Selon Omohundro, les hommes sous-estiment le caractère obsessionnel des programmes informatiques par rapport à leurs missions. En d’autres termes, les robots sont accros à la fonction d’utilité.
Même le plus petit gain en efficacité d’un changement d’entrée est suffisant pour une I.A (Intelligence Artificielle) pour tout larguer et maximaliser ce gain. Ce n’est évidemment pas un problème quand il s’agit d’Excell, mais cela le devient vite quand des systèmes IA prennent en charge des installations d’armement, des usines ou d’autres éléments importants ou dangereux.
Les systèmes d’intelligence artificielle ne tiennent aucun compte d’éléments qui ne sont pas explicitement liés à leur fonction primaire. Ce comportement informatique – non logique, mais pas illogique non plus -, Omohundro l’appelle « la rationalité approximative » et un tel comportement court le risque de devenir antisocial.
Omohundro donne l’exemple d’un robot programmé pour jouer aux échecs:
« Une réponse fréquente à des problèmes de sécurité est la suivante : si nécessaire, nous pouvons enlever la prise électrique! Mais considérez un peu cela du point de vue du robot joueur. Un avenir dans lequel il est débranché du secteur est un avenir où il ne peut pas jouer. Vu son algorithme incorporé de maximalisation de l’utilité, il va s’opposer à cette déconnection.
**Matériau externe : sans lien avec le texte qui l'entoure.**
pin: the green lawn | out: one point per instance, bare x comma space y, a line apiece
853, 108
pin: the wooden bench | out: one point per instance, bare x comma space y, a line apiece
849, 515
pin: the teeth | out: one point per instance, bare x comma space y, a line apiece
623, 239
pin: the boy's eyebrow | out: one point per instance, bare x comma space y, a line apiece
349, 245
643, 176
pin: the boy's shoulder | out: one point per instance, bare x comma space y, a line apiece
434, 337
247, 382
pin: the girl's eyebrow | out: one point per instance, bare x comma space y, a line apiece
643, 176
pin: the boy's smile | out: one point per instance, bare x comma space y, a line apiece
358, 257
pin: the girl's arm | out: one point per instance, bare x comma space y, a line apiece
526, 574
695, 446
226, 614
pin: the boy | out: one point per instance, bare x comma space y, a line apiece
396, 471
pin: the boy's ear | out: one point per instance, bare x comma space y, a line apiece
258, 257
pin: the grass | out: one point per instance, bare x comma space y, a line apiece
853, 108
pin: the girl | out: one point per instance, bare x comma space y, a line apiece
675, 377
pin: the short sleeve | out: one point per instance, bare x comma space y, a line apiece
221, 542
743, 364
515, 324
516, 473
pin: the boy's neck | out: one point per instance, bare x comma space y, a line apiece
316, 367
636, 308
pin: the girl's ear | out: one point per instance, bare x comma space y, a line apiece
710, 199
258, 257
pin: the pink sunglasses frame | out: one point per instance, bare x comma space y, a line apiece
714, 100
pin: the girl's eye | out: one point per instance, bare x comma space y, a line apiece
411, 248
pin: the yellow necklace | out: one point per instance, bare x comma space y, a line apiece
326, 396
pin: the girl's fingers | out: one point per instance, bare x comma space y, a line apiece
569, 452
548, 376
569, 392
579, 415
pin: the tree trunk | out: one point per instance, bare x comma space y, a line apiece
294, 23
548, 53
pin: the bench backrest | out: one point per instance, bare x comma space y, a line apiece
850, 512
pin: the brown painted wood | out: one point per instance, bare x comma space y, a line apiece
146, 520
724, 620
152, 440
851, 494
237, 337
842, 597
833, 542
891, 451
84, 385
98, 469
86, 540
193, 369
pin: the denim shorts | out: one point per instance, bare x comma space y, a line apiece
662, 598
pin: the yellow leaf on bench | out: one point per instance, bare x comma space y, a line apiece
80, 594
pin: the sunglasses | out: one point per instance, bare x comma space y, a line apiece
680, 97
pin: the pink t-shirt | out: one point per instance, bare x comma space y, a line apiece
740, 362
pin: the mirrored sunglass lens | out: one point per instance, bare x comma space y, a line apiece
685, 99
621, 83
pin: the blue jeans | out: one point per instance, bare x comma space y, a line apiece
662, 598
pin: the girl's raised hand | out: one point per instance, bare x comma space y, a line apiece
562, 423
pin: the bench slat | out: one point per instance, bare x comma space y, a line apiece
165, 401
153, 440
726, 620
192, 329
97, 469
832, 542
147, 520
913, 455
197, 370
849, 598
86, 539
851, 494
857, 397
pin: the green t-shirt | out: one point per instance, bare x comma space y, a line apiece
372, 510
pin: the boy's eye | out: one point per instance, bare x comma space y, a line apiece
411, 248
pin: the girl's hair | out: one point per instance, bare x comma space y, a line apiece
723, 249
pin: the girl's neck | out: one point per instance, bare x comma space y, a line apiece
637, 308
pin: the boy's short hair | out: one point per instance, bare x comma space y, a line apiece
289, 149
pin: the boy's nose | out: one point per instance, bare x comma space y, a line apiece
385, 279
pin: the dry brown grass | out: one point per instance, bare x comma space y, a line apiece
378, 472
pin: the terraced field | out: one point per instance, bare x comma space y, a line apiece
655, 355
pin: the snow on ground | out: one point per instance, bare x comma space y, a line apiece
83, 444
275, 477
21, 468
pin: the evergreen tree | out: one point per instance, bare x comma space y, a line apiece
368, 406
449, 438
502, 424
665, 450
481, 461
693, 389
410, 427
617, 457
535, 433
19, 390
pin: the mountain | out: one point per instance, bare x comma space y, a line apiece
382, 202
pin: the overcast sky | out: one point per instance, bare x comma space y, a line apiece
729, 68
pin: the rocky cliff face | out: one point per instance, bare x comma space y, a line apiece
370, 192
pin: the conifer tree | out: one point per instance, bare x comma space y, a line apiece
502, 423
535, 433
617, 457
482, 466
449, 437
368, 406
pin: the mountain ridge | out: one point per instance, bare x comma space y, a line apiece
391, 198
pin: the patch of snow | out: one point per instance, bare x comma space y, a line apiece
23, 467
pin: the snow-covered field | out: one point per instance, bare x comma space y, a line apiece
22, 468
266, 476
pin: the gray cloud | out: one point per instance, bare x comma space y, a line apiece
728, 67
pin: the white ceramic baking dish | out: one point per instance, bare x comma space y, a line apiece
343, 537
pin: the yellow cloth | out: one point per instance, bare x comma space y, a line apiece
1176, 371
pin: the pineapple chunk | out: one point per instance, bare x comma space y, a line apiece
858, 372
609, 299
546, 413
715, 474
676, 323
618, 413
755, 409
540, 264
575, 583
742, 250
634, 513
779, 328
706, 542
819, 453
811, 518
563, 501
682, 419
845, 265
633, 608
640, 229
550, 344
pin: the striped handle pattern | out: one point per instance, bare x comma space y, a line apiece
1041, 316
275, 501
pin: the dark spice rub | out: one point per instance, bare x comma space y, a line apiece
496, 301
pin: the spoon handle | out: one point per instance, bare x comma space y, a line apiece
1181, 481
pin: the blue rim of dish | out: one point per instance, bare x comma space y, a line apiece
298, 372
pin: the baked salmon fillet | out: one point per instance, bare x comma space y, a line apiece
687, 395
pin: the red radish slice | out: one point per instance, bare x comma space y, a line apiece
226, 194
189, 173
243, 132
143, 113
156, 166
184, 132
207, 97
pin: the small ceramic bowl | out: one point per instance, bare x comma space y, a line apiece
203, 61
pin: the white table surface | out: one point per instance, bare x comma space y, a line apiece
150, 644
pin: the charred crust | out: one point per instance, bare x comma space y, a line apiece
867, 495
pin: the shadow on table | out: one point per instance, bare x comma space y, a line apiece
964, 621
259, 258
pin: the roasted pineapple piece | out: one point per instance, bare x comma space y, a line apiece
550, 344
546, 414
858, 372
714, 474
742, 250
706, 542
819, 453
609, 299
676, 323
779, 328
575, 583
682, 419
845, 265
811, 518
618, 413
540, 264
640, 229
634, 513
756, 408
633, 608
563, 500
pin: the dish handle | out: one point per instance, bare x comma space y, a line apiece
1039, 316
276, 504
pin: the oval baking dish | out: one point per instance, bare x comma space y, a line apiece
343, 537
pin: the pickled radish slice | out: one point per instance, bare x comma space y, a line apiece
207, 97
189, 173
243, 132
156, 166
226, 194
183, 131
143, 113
Si en outre, il croit que le programmeur va poursuivre ses tentatives d’enlever la prise, il va logiquement essayer de signifier au programmeur d’arrêter ses essais pour de bon ».
Ou avec les mots de Tucker : « Plus le robot est logique, plus grand est le risque qu’il ne mène avec vous un combat jusqu’à la mort ».
La meilleure solution à cet emballement de l’I.A est, selon Omohundro, de ralentir notre développement d’IA et de nous inspirer d’anciens constructeurs. Ces derniers utilisaient des échafaudages pour soutenir des bâtiments et ne les enlevaient que quand la sécurité était totale. A notre époque, nous construisons de plus en plus des systèmes autonomes létaux, nous élaborons ces programmes sans échafaudages et un jour, il nous sera difficile de les désactiver, conclut Omohundro.